Capitaux fuyants n’aident pas le développement

Il y a du pain sur la planche. Un papier du Monde relate la publication d’un rapport remis au gouvernement norvégien sur l’origine des fonds qui transitent dans les paradis fiscaux. Il émane d’une commission créée il y a un an par Oslo sur la fuite des capitaux dans les pays en développement (1). Et c’est édifiant: sur les 10 000 à 12 000 milliards de dollars qui transitent chaque année dans les paradis fiscaux, 20% proviendraient des pays en développement. Trente fois plus que ce que les pays du tiers-monde reçoivent sous forme d’aide au développement. Le rapport cite notamment des travaux récents qui évaluent à 600 milliards de dollars la fuite des capitaux en Afrique, trois fois la dette extérieure du continent. Les auteurs pointent aussi les changements de constitution dans de nombreux pays entre 1950 et 1980, qui ont transformé maints régimes parlementaires en régime présidentiel, jugé plus propice à l’évasion de capitaux vers l’étranger.

Chaque année, il sort plus d’argent illégalement des pays en voie de développement qu’il n’y entre de capitaux (aide et investissements)… Le rapport souligne aussi la responsabilité des multinationales dans l’évasion fiscale, qui fixent des prix farfelus entre branches d’un même groupe pour sortir un maximum de capitaux d’un pays à fiscalité non nulle pour les transférer dans un paradis (2). Genre: moi, filiale basée aux îles Caïman, je te loue ma plateforme offshore si cher que toi, autre filiale du même groupe, tu ne fais pas de bénéfices. Et au passage, tu ne reverse que deux cahuètes en guise de royalties au pays que tu exploites. Un mécanisme de manipulation des «prix de transfert» qui touche des pays développés (le gouvernement norvégien serait ainsi privé de 30% de ses recettes fiscales) mais aussi de nombreux PVD.

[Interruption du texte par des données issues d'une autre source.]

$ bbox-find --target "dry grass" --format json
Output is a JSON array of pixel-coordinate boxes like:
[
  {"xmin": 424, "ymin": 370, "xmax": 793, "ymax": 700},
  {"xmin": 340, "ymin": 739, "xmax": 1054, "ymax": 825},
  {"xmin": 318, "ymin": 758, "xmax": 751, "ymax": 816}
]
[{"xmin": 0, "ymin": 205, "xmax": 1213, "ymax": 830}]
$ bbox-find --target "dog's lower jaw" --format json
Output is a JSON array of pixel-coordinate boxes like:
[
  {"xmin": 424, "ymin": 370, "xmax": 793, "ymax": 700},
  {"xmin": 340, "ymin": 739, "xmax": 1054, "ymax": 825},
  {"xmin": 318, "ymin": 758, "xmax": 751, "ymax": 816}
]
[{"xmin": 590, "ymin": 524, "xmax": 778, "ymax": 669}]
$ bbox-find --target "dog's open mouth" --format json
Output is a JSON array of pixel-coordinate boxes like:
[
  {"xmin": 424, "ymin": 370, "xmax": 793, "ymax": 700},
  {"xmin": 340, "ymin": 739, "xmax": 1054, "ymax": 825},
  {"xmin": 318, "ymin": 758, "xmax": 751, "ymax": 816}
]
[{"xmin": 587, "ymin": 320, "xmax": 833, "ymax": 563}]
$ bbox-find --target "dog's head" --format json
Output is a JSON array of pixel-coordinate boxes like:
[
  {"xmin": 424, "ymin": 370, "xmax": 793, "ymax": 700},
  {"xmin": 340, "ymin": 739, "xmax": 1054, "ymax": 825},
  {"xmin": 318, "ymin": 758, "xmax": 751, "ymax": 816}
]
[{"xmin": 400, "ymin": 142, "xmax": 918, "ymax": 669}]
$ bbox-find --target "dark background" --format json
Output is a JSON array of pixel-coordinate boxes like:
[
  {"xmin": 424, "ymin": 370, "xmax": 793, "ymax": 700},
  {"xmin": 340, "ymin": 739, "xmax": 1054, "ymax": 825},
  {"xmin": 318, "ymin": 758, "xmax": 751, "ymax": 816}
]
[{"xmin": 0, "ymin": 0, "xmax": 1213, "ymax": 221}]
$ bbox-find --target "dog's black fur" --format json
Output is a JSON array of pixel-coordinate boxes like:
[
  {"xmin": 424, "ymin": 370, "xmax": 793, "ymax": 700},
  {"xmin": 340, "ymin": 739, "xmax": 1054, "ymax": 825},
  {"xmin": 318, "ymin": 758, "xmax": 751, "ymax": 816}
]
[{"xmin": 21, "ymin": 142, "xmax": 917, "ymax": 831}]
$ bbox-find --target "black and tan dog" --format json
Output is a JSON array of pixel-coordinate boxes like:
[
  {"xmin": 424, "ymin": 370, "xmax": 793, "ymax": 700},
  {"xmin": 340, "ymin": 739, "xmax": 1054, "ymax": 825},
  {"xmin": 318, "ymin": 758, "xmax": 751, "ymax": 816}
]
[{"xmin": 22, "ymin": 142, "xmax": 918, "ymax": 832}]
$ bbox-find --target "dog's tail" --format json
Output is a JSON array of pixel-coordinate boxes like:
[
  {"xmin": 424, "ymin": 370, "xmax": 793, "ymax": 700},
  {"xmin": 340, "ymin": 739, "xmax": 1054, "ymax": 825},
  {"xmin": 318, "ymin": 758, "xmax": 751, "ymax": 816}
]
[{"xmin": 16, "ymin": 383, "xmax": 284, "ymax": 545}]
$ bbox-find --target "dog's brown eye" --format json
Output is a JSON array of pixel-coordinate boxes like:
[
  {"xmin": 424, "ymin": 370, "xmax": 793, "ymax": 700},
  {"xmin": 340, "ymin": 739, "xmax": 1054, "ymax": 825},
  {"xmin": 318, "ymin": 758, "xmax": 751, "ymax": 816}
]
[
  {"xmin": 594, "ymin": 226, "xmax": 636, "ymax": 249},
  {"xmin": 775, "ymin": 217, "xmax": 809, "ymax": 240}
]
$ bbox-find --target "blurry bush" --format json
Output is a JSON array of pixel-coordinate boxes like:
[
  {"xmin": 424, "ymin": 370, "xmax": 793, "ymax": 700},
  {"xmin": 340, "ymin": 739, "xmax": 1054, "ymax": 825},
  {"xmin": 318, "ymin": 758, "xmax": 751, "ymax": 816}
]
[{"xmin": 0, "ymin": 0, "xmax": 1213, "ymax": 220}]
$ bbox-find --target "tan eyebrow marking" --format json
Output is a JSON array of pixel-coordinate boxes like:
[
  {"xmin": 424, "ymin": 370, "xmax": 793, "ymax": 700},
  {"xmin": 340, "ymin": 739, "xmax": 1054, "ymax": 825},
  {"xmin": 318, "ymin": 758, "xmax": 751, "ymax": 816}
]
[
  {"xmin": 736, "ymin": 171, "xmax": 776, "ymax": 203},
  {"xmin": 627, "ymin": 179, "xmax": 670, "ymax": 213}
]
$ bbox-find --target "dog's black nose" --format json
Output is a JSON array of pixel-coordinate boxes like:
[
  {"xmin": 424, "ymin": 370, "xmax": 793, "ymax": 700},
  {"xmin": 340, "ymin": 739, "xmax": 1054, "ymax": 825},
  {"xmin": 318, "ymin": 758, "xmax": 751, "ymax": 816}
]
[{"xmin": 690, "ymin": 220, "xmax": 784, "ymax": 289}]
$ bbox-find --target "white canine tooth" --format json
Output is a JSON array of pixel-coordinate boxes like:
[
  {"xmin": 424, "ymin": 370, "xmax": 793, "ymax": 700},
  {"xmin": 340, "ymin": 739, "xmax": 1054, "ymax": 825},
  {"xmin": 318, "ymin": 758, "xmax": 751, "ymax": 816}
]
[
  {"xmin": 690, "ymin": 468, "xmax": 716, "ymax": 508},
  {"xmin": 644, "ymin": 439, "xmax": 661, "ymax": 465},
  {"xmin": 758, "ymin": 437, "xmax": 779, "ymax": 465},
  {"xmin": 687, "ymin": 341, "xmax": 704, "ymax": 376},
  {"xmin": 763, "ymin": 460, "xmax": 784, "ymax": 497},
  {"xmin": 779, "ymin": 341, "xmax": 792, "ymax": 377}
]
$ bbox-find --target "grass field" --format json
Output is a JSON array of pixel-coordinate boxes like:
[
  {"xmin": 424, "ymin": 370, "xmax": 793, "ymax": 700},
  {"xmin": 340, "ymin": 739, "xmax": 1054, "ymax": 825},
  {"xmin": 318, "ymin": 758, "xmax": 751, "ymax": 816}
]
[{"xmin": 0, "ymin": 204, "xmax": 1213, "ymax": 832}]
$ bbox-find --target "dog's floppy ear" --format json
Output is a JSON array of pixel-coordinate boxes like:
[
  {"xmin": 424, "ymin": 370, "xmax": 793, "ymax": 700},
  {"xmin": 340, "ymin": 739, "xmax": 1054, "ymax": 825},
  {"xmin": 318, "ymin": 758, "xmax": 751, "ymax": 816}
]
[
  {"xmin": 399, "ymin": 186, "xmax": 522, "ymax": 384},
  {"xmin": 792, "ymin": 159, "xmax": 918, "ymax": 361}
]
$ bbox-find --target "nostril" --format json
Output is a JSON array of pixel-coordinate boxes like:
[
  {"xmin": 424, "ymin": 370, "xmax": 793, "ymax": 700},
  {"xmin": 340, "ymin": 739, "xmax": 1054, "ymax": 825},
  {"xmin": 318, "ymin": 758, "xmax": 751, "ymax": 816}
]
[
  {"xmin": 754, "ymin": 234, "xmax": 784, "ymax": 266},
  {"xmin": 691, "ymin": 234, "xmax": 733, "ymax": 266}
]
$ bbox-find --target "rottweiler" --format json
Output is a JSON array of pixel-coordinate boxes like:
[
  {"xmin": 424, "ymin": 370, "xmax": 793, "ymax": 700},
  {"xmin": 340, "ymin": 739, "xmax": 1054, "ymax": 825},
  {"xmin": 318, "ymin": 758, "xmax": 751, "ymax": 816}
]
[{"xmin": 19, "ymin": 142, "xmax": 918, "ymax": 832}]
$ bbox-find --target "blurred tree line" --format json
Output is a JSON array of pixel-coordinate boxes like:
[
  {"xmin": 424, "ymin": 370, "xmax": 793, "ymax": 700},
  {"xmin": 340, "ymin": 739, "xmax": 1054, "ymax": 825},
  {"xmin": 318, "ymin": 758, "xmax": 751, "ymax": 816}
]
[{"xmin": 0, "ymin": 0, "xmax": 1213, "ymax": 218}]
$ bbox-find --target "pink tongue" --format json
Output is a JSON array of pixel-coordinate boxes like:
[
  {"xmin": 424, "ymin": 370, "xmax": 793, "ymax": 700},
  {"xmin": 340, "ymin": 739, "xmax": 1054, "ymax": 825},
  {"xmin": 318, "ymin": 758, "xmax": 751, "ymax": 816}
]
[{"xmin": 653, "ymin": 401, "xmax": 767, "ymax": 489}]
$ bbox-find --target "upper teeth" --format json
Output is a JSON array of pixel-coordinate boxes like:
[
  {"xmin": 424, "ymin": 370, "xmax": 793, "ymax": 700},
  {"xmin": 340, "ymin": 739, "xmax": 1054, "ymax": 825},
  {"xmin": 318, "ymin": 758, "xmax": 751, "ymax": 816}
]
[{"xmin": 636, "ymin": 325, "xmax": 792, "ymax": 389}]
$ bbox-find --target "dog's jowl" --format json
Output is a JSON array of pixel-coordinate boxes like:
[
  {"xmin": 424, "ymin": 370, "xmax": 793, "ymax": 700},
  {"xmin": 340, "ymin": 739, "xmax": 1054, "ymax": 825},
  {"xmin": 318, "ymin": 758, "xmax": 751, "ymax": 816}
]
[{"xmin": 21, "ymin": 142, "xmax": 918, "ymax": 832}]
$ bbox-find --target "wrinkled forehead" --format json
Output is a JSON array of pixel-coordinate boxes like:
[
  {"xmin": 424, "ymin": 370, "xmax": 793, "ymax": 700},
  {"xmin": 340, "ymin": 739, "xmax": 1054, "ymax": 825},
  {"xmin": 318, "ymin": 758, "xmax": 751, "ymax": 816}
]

(1) Edition du 29 juin 2009.
(2) Présidée par l’économiste norvégien Guttorm Schjelderup, cette commission comptait parmi ses membres l’ex-juge Eva Joly, qui est conseillère de l’Agence norvégienne de coopération et le développement et, depuis peu, député Européen (Europe Ecologie).
(3) J’avais lu il y a quelques mois un bouquin fort intéressant de l’économiste Thomas Porcher, qui détaille des contrats pétroliers qui lient compagnies pétrolières et PVD, et montre combien les mécanismes de fixation des royalties privent ces pays d’une grande partie de leurs recettes. Un baril de pétrole contre 100 mensonges, Ed. Respublica, 2009.